I'll leave it to you if you want to rename the UI. In terms of barlines vs. notes, I was thinking along the lines (pun not intended) of "this is a straight vertical line with only the lines of the staff going across it—barline; this is a straight vertical line with other things connecting to or extremely near the sides—not barline." There are a whole lot of false positive barlines coming out at present.

I support renaming to "PDF Transcription Assistant" or similar until note detection is in place.

I believe that audiveris detects staff lines, bar lines and then notes in that order. Once the lines have been detected they are effectively considered "grey" during note detection - i.e. their pixels are not considered as black or white and so do not inform (or inhibit) note detection. Of course, ideally note detection and barline detection would complement, rather than ignore, each other, but perhaps that is too ambitious in the short term.

I'd be very happy with just the systems, barlines, and time signatures, and all the measures otherwise empty.

The current system allows recognizing barlines and note heads simultaneously, but the note head detection is not accurate and SLOW. So we need improvements of both speed and accuracy. The first requires eliminating duplicate calculations and probably constraining the detection at only possible locations (line and gaps based on staff positions); the second requires training the model and considering more information such as stems, accidentals etc. The training cannot be easily achieved unless we have enough data and a working model.

Clef (maybe as well as keys because their positions so well constrained) is one of the easiest symbols we can detect since the appearance is so different from others. Some results here: https://github.com/liang-chen/Vintager/blob/master/demo/treble_clef_svm…

If we have a good enough note head detector, we can easily add it to the program and pose negative constraints to bar lines.
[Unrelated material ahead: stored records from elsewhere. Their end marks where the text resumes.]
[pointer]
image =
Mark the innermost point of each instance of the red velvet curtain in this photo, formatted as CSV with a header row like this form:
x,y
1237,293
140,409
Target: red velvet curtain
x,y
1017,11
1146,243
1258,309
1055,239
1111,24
I've put a placeholder (https://github.com/liang-chen/MuseScore/blob/omr/omr/omrpage.cpp#L292) which is currently commented out for the speed consideration.

A bird in the hand is worth two in the bush—recognizing only barlines/not barlines would be terrific.

Barlines should be the focus in the short term, but an ability to recognise other symbols is clearly useful for working out when to expect a barline.

In the longer term, "fully automatic" OMR would be nice, but I would be more than happy to specify some things manually in return for greater accuracy overall. MuseScore could do a "quick and dirty" OMR run and then ask the user to confirm some things before doing the full run:

  1. What is the time signature? (4/4 was detected. If this is wrong then enter the real one)
  2. What is the key signature? (D Major detected)
  3. How many measures are there? (100 detected. Skip this if your score doesn't show bar numbers.)
  4. etc...

This information can be used as constraints on a second OMR pass.

Component Code Miscellaneous
Status closed needs info

I tried to open a PDF in Musescore 3.0.0, but there is no option to select a PDF file, only the usual "all supported files".

Component Miscellaneous Code
Status needs info closed

... which you will find includes PDF. If you need help, or you think something should be different, please start a new thread on the Technology Preview forum instead of commenting on a closed feature request.